Ausstellungstitel: Achtunddreissig Dinge

Nr. 11/38

Päpstliches Privileg für die medizinische Fakultät zur Vornahme von Sektionen

Päpstliches Privileg für die medizinische Fakultät zur Vornahme von Sektionen

Großpönitentiar Giuliano della Rovere, Kardinalbischof von Sabina; 2. April 1482; Ausfertigung, Pergament;
Schreiberunterschrift auf dem umgefalteten Teil der Urkunde, Taxvermerk darunter.
An Hanfschnur angehängtes rotes, spitzovales Wachssiegel (restauriert), im Siegelfeld thronende Gottesmutter
mit dem Christuskind in gotischer Architektur, darunter Schild mit gekreuzten Schlüsseln und Tiara,
Siegelumschrift (beschädigt): [S]IGILLUM OFFICII SACRE PENITENCIARI[E] [...]; 18 x 44 cm (ohne Siegel);
Universitätsarchiv Tübingen, UAT AS 20 /7a: Nr. 1
(Foto: Manfred Grohe)

Rechtssicherheit für den anatomischen Unterricht

Ausgehend von Italien wurde seit dem 13. Jahrhundert die Sektion menschlicher Leichname zunehmend in den anatomischen Unterricht der Universitäten einbezogen. So war in Tübingen nach den Statuten der Medizinischen Fakultät – ihre älteste überlieferte Fassung stammt von 1497 – alle drei oder vier Jahre eine Sektion vorzunehmen.
Dem stand jedoch die Bulle „Detestandae feritatis” Papst Bonifaz‘ VIII. aus dem Jahr 1299 entgegen, die als Verbot der Lehrsektion interpretiert wurde.
Die Tübinger Mediziner haben sich daher schon bald nach Gründung der Universität um einen päpstlichen Dispens bemüht, um die rechtlichen Voraussetzungen für eine zeitgemäße Lehre zu schaffen. Es war kein Geringerer als Graf Eberhard im Bart (1445-1496), der sich der Sache persönlich annahm, als er im Frühjahr 1482 mit großem Gefolge in Rom weilte.
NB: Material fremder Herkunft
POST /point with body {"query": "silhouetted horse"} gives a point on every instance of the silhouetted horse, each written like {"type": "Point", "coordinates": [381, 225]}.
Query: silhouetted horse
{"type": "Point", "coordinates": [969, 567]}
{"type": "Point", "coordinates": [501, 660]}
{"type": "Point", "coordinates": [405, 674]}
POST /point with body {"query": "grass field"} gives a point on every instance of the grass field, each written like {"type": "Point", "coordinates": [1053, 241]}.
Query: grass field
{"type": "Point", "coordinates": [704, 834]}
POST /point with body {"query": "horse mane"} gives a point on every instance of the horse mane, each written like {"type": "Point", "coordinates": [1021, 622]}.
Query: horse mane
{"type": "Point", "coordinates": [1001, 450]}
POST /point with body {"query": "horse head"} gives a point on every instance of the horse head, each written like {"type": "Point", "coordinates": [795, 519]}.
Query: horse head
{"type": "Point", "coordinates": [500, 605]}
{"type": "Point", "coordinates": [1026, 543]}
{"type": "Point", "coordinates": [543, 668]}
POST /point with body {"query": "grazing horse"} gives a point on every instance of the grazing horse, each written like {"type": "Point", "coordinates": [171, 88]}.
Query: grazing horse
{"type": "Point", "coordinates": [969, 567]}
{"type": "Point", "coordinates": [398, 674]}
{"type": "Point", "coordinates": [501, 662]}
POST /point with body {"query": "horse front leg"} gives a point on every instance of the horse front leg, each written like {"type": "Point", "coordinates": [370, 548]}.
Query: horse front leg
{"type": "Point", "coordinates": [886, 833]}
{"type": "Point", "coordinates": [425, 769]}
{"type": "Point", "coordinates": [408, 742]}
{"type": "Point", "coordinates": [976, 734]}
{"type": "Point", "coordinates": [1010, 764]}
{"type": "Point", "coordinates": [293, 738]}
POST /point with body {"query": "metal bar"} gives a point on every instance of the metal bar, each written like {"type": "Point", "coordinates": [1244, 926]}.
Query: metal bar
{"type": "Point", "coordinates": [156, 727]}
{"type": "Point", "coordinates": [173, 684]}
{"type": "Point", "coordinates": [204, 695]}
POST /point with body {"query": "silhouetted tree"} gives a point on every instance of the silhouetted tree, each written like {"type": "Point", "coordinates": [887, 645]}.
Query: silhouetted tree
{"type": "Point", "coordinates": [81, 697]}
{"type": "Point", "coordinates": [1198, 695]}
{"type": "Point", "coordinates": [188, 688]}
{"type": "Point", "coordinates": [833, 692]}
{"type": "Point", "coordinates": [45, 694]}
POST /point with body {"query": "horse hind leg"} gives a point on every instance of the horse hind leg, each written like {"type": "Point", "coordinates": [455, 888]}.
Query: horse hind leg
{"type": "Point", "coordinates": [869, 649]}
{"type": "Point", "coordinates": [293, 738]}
Bei der Audienz, die Sixtus IV. (1414-1484) dem Grafen am 28. März gewährte, dürfte neben wichtigen vermögensrechtlichen Angelegenheiten der Universität auch das Anliegen der Mediziner zur Sprache gekommen sein, und als Eberhard am 16. April die Heimreise antrat, hatte er die gewünschte Genehmigung im Gepäck.

Die Urkunde vom 2. April 1482, mit der Großpönitentiar Kardinalbischof Giuliano della Rovere (1443-1513) die Erlaubnis erteilte, die Leichname Hingerichteter zu anatomischen Sektionen zu verwenden, ist in mehrfacher Hinsicht bemerkenswert: Es handelt sich um die einzige Papsturkunde in den Beständen des Universitätsarchivs, das älteste der wenigen erhaltenen Schriftstücke aus den Anfangsjahren der Medizinischen Fakultät, den einzigen bekannten Dispens dieser Art für eine Universität im Reich und nicht zuletzt um ein Dokument der Medizin- und Kulturgeschichte überhaupt .Erstmals 1778 im Göttinger „Magazin vor Aerzte” publiziert, wird sie seither in der Literatur immer wieder erwähnt, freilich oft ohne Kenntnis des Wortlauts und ungenau als „Bulle” bezeichnet, mit der Sixtus IV. die allgemeine Unsicherheit hinsichtlich der Sektion beseitigt habe.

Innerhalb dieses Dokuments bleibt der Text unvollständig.